We have them every other weekend. In the summer we have them
a total of five weeks. This isn't every time we have them but often when they are being very hyper, fighting, talking loudly and acting weird all the time he starts to lose it. Eventually he ends up yelling at them over stupid things which really doesn't do anyone any good.
The thing is I tell him to take breaks away and go do something but he feels like he has to get every minute he can with them. Then I say it's quality not quantity and he just still insists he wants to be with them even when he is very frustrated. 
Then I get sick of him yelling and being angry and annoyed and I end up leaving or going in another room. 
I just don't know what to do.
_Posted via Mobile Device_


----------



## Mavash. (Jan 26, 2012)

This isn't your problem to solve. He's stated he wishes to be with them even while angry at them. So you come at it from your boundary place. You say his yelling and being angry is scaring YOU and that when he does it you will leave. Go to that other room, get some headphones, or go somewhere else. Maybe he will make the connection that if it's bad for you it's bad for them too.

I swear I think men will rebel against the most reasonable of suggestions from the wives just to prove they can. So let your husband be. Tell him "okay you know best and I have faith you will figure this out". After you've stated your boundary.

Just walk away.


----------



## lamaga (May 8, 2012)

I don't think you can do much. He would obviously benefit from some counseling or parenting classes to learn how to manage his annoyance, but you cannot make him do that.

I think leaving/going into another room is the only thing you can do.

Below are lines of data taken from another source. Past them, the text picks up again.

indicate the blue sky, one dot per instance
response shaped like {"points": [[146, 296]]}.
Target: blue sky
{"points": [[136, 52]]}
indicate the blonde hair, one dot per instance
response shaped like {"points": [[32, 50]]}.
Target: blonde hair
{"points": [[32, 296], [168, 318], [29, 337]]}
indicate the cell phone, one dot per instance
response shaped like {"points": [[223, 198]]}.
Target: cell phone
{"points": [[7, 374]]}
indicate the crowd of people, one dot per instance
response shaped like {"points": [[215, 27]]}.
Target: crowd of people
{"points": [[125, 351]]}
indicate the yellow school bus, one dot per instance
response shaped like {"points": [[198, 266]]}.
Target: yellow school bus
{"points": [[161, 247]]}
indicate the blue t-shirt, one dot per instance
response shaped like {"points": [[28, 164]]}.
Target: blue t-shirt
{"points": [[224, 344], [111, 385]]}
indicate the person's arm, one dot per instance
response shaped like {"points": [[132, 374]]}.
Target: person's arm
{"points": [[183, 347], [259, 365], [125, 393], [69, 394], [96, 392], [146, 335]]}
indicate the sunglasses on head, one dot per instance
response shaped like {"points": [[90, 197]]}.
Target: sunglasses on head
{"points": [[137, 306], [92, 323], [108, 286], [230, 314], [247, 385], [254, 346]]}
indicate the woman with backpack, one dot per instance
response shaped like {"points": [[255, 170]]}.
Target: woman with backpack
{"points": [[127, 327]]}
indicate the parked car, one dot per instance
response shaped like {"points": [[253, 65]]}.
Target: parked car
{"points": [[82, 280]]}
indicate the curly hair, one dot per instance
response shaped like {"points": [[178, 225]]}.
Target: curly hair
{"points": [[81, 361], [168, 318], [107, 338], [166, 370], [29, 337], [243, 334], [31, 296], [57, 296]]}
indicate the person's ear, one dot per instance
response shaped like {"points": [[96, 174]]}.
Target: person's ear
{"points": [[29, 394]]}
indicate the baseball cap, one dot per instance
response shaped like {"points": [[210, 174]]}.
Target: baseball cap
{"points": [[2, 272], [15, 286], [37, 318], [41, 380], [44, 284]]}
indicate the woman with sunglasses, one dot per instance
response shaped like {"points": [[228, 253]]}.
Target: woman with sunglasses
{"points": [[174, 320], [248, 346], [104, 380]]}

Just make it very clear, calmly and kindly, before the kids' next visit, that that will be the consequence.

What a tough spot for you! Sorry...I had an angry, volatile father, and trust me, he is doing more damage to them than he can possibly imagine.


----------



## Mavash. (Jan 26, 2012)

lamaga said:


> I had an angry, volatile father, and trust me, he is doing more damage to them than he can possibly imagine.


Same here. And yes the damage is severe.


----------